Nolan’s ‘Interstellar’ Is Brilliant Filmmaking


Interstellar is a brilliant piece of filmmaking, not surprising since its director is Christopher Nolan, easily the most interesting, and possibly the best, director of our time. For a change, we have a movie — a very, very long movie — painted on a huge canvas. The meaning of life and love are portrayed in interesting ways within the structure of a huge scientific enigma.

Nolan is one of my favorite directors. His Memento managed to work beautifully even though it worked backward in time. The Dark Knight was probably the best comic book movie ever made. Inception was fascinating. And in this movie, he uses his art in new ways, focusing on love and sacrifice.

The world is facing ecological disaster in the future as crops die off. The educational system teaches children that the moon landings were faked to limit their dreams. Coop (Matthew McConaughy) is a former pilot-astronaut who now just grows corn and dreams of flying. His daughter Murph (played as a child by Mackenzie Foy, as an adult by Jessica Chastain and in very old age by Ellen Burstyn) sees “ghosts” that provide a clue of a place to go. Coop figures out where the place is, and they discover that NASA still exists, and they want Coop to lead an expedition through a wormhole to another galaxy where they hope they can move what is left of the human race.

Coop is torn between love for his children and the need to save the human race. He chooses space. (One weakness of the film is the rapidity of his decision. One minute he is agonizing, and suddenly he is leaving. Next thing you know, he’s blasting off into space.) He goes into extended sleep along with other crew members and, two years later, wakes up to discover that Murph has refused to send messages along; she still refuses to talk to him. There are many adventures, with superb special effects as Coop and sidekick Dr. Amelia Brand (Anne Hathaway) along with a couple of disposable, and disposed of, crew members (Wes Bentley and David Gyasi), plus a robot voiced by Bill Irwin. They meet an unbilled star on one of the planets, and his actions lead to more adventure. Eventually, Coop winds up back with Murph.

The film is really long (2 hours and 49 minutes) yet it seemed to fly by as the different set pieces worked together. There was a lot of extra dialogue about the space-time continuum that sounded right, but then again, I am a science fiction fan. But the mix of human love and the normal patterns on sci-fi films (there are more than a few hints of 2001: A Space Odyssey, The Right Stuff and even Lost in Space in the movie, along with a bit of Grapes of Wrath) could stir anyone.

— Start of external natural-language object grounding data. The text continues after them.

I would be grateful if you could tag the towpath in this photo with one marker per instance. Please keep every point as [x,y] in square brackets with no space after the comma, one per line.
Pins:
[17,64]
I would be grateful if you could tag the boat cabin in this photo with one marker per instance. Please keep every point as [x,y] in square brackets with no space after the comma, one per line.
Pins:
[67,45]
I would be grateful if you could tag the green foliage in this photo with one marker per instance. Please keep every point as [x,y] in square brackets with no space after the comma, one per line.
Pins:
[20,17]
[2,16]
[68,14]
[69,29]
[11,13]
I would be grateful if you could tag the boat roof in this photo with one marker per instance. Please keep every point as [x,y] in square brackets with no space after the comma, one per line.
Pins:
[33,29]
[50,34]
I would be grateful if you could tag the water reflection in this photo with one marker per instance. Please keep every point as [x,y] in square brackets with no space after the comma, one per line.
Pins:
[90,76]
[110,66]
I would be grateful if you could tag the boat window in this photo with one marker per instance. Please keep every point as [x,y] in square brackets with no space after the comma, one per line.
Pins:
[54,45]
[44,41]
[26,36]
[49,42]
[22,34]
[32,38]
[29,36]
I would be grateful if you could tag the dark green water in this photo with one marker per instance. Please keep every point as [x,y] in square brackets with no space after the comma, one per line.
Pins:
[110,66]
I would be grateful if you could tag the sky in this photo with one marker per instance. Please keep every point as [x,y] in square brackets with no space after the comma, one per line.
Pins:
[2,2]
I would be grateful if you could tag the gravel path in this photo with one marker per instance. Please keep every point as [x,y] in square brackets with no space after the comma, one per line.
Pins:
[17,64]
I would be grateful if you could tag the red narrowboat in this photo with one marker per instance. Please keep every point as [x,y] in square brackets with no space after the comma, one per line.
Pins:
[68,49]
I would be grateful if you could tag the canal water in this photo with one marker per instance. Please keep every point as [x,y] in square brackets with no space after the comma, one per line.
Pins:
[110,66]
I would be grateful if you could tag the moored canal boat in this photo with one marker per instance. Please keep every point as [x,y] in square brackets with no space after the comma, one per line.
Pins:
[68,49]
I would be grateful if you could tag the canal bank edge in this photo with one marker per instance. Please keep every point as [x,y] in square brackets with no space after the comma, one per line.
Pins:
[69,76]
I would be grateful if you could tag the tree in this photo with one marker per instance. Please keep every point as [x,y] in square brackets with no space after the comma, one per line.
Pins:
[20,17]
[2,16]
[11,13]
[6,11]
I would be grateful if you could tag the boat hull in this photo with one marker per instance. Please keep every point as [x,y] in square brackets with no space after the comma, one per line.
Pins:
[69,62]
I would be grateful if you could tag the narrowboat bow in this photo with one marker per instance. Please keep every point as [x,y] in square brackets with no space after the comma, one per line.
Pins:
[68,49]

McConaughy is superb. Coop is the archetypical American who is somehow going to save the human race, even if it means major sacrifice. He manages to hold the plot together, even when it seems to be wavering on the edge of chaos. Hathaway comes off less well, perhaps because of the nature of the plot. She is not sympathetic at the start and changes gradually. It is not easy to process the change, another weakness in this movie. Foy and Chastain are marvelous in their portrayal of Murph (Burstyn is excellent as well, but is in only one brief scene) — for a change, they are performers actually look like they might be the same person at different times of life. All the rest of the cast, including Michael Caine, Casey Affleck and John Lithgow, are also extremely good.

The movie has an optimism we seldom see anymore in our movies. “We’ve forgotten who we are,” Coop says. “We used to look up at the sky and wonder at our place in the stars. Now we just look down and worry about our place in the dirt.” Nolan builds on this; humans have their destiny in their own hand. Instead of looking for bare survival, we can be great.

I really liked the picture. Despite its length, I was deeply involved all the way. This is one of those movies that you should see and probably will see again in the future because of its greatness.